"So, we're basically putting all of those transactions on the phone, so all you have to do is wave or tap your phone to the reader and then it recognizes you're a loyalty-program member and it recognizes what coupons you've downloaded and want to use. And this all allows us to better personalize and target what coupons a consumer wants and gets too."
While NFC technology isn't yet built into consumer smartphones, there are "hundreds of thousands" of NFC readers waiting to be used. But Isis' spread toward a national presence will take some time, he said.
"We want to start in Austin and Salt Lake, in two markets, then a few months later maybe go to four markets, then later maybe eight, then 10, then 20," Johnson said. "But that won't all happen in 2012, that'll be spread out over 2013 and beyond."

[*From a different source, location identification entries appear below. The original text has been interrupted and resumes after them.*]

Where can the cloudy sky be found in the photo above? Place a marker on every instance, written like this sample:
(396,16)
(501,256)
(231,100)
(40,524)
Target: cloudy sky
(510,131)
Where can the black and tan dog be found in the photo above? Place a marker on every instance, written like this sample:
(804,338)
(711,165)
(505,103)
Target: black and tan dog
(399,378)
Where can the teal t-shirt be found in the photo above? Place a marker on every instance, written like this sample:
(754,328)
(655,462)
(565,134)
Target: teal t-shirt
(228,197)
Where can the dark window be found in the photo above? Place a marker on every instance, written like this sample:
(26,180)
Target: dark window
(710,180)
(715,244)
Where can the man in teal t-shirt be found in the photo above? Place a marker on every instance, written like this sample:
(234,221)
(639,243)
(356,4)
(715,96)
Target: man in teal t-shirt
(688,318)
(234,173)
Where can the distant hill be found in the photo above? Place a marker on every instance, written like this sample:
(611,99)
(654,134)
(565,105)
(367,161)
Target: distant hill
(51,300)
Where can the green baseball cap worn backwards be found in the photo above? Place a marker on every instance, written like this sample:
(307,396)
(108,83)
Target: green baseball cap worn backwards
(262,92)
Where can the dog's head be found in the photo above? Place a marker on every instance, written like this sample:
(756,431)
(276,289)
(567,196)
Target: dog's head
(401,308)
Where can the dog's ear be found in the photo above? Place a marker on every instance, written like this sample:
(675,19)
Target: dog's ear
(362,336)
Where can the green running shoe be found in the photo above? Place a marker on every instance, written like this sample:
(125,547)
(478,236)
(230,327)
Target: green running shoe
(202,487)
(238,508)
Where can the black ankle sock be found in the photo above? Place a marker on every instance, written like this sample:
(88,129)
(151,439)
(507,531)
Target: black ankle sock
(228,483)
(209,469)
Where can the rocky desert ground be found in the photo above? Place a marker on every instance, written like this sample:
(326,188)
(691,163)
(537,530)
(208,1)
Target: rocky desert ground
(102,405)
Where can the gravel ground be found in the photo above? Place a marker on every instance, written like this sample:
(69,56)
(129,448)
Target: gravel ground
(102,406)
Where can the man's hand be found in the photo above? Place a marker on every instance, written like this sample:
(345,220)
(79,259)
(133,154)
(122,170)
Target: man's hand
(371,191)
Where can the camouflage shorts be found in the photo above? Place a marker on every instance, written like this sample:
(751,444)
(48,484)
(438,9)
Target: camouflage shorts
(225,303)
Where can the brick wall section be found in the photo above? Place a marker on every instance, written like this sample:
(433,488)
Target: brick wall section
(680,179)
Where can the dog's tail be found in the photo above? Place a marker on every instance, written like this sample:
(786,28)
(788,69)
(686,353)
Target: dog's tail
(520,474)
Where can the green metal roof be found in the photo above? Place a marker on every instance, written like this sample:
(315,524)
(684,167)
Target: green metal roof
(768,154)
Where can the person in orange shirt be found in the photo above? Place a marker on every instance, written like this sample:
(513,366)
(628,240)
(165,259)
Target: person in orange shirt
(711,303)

Isis is launching in Salt Lake and Austin because both cities are full of well-educated, tech-savvy people who aren't afraid to be early adopters of new technology, he said.
"Both cities also have receptive business climates that support new businesses and small businesses and not just the big national chains," Johnson said. "That's important to us because we want Isis to be very dense, to be an option in not just the big national chains but smaller regional and local businesses too. We don't want Isis to be something you can only use in 1 of every 4 purchases, we want it to be more prevalent than that."
The field of NFC mobile payments is heating up, and Isis, which will take a portion of sales revenue when its service is used, isn't the only player looking to cash in big on the emerging technology.